Hacker News new | ask | show | jobs
by SeanBoocock 3420 days ago
Sure, the Steam Hardware Survey indicates as much. Most AAA games, however, sell the vast majority of their units on console platforms that have eight cores. If you are a developer/publisher targeting the top end of the market, you are highly incentivized to take full advantage of the multi-core console architecture. Also, the trend in CPU desktop architecture for the past decade has been more cores versus higher frequencies or large IPC improvements. Might as well architect your technology for parallelism now (consoles) and the future (mainstream PC consumers moving to four, six, and eight core processors).
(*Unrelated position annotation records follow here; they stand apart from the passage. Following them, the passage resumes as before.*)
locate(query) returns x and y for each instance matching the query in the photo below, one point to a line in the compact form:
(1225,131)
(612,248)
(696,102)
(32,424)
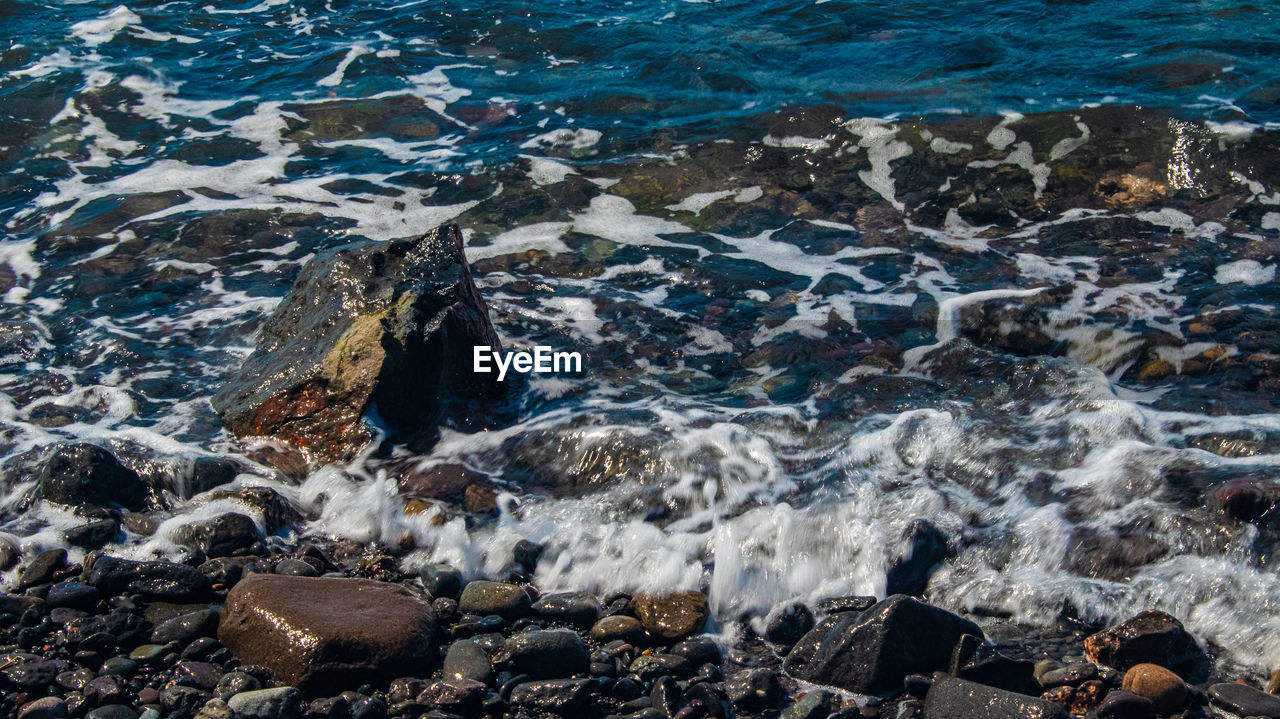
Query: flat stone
(571,608)
(1150,637)
(186,627)
(1244,700)
(387,324)
(283,703)
(873,651)
(318,631)
(618,627)
(956,699)
(483,598)
(544,654)
(672,616)
(466,660)
(563,696)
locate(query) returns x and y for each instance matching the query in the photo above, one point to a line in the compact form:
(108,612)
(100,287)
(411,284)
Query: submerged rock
(1152,637)
(318,631)
(673,616)
(956,699)
(872,653)
(380,325)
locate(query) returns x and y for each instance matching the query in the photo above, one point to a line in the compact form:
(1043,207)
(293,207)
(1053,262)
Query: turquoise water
(833,266)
Those technology investments and trends eventually trickle down to smaller developers who aren't developing their own proprietary engines.
1 comments

Again this isn't about steam hardware survey it's about reality.
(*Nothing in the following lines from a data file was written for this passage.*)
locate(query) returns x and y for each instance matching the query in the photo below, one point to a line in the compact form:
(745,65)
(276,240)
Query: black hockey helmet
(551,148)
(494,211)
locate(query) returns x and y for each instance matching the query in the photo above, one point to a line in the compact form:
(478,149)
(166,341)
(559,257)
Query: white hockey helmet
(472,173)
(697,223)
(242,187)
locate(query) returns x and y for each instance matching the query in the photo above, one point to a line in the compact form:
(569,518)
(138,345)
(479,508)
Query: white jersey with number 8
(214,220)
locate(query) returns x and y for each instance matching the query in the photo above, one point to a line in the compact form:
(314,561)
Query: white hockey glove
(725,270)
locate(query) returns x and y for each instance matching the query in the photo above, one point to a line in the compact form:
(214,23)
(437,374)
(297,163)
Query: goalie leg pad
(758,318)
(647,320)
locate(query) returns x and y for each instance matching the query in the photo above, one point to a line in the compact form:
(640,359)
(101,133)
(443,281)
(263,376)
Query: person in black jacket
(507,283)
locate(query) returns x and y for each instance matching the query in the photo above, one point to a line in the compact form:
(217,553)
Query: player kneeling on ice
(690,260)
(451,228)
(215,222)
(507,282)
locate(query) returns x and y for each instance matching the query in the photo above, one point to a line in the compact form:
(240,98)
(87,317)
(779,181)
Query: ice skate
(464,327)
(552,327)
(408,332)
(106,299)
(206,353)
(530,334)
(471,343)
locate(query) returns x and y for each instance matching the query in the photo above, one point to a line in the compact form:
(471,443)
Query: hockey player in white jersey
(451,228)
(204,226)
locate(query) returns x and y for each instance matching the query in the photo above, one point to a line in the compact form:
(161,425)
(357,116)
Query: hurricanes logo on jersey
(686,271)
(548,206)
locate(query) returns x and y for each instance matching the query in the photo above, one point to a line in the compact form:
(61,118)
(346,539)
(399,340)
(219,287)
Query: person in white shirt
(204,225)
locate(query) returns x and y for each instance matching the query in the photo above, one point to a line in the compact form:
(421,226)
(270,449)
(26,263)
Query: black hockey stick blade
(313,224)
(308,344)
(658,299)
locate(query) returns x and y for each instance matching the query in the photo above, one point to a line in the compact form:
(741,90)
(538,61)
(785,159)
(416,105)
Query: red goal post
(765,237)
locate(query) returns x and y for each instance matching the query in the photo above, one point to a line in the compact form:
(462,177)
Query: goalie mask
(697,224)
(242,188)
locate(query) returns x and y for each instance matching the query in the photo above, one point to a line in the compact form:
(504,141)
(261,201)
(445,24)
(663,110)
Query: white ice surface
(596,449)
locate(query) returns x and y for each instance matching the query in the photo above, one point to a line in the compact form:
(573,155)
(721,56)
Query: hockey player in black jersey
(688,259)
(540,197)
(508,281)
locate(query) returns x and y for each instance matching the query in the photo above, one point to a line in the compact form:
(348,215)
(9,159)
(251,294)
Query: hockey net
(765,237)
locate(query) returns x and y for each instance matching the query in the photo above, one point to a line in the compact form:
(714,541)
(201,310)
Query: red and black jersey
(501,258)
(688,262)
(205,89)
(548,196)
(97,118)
Out of the lastest 10 AAA titles only one I would call something that might be worth more than 4 cores and it's WD2.

2 cores on 100%, 2 more on 60-70% and 2 more on 20%. W/ HT it will be 2, 100% and the 10 left "cores" at about 15%.

And this is by far the best "multithreaded" game that came out in the past 8-12 months.
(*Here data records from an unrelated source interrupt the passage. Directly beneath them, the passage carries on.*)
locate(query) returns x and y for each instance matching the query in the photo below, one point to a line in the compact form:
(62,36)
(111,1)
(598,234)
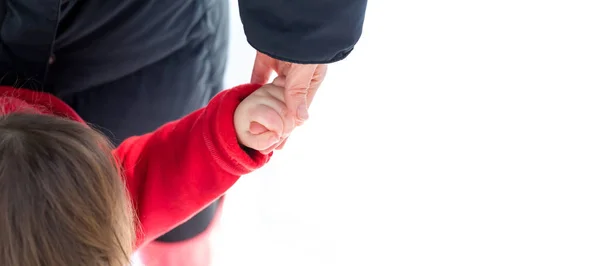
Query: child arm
(176,171)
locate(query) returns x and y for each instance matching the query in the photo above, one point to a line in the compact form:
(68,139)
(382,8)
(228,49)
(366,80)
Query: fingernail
(302,112)
(273,140)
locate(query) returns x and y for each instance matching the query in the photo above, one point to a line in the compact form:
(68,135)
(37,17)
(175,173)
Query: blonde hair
(62,199)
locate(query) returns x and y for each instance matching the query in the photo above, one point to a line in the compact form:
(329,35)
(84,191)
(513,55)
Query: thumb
(296,89)
(263,141)
(261,72)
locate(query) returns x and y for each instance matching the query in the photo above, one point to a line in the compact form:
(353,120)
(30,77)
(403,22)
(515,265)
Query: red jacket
(176,171)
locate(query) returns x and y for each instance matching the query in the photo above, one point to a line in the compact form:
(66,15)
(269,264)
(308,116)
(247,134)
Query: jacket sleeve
(303,31)
(176,171)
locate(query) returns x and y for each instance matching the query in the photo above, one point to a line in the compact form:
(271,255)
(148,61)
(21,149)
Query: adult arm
(305,32)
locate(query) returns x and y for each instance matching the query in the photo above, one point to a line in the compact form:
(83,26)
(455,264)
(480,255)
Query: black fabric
(129,66)
(303,31)
(192,227)
(126,67)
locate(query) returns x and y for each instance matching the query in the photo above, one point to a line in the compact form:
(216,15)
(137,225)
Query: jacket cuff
(222,139)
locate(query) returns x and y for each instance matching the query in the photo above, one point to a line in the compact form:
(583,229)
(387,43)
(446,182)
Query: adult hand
(300,81)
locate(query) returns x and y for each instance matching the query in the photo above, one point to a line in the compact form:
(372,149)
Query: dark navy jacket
(103,40)
(128,66)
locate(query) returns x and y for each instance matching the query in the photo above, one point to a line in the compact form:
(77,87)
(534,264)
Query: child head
(62,200)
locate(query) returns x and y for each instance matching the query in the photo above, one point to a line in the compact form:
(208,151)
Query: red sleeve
(176,171)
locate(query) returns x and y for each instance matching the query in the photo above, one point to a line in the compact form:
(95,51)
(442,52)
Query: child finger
(267,117)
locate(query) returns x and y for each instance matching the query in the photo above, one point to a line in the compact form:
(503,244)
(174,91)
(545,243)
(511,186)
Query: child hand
(261,120)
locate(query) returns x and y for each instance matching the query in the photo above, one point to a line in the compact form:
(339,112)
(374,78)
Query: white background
(457,133)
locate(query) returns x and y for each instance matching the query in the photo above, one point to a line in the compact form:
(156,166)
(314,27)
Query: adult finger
(261,72)
(297,82)
(256,128)
(318,78)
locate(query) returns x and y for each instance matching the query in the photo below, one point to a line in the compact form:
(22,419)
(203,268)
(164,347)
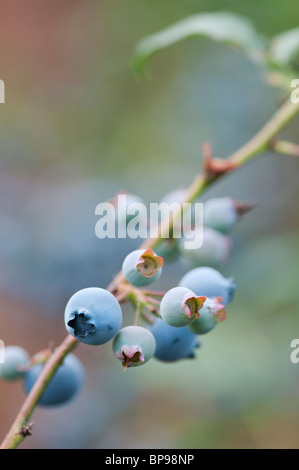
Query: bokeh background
(77,126)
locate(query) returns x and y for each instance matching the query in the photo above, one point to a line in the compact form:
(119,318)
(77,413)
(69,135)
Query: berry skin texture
(215,250)
(93,316)
(142,267)
(15,358)
(173,343)
(210,282)
(180,306)
(134,346)
(212,313)
(65,384)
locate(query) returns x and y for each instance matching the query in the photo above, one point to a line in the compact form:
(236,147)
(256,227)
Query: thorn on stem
(26,429)
(215,167)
What devs do for consoles doesn't translates to PC, PCs come with a huge variety in hardware and unlike consoles where devs get 6-7 cores out of the 8 exclusively for their game on a PC they have to live with everything else from AV scans to Streaming.

No one is taking advantages of multicore CPUs because no one can do it right on a fragmented platform where you don't control over the runstate of the app, co-hosting and have zero knowledge about it's hardware and configuration.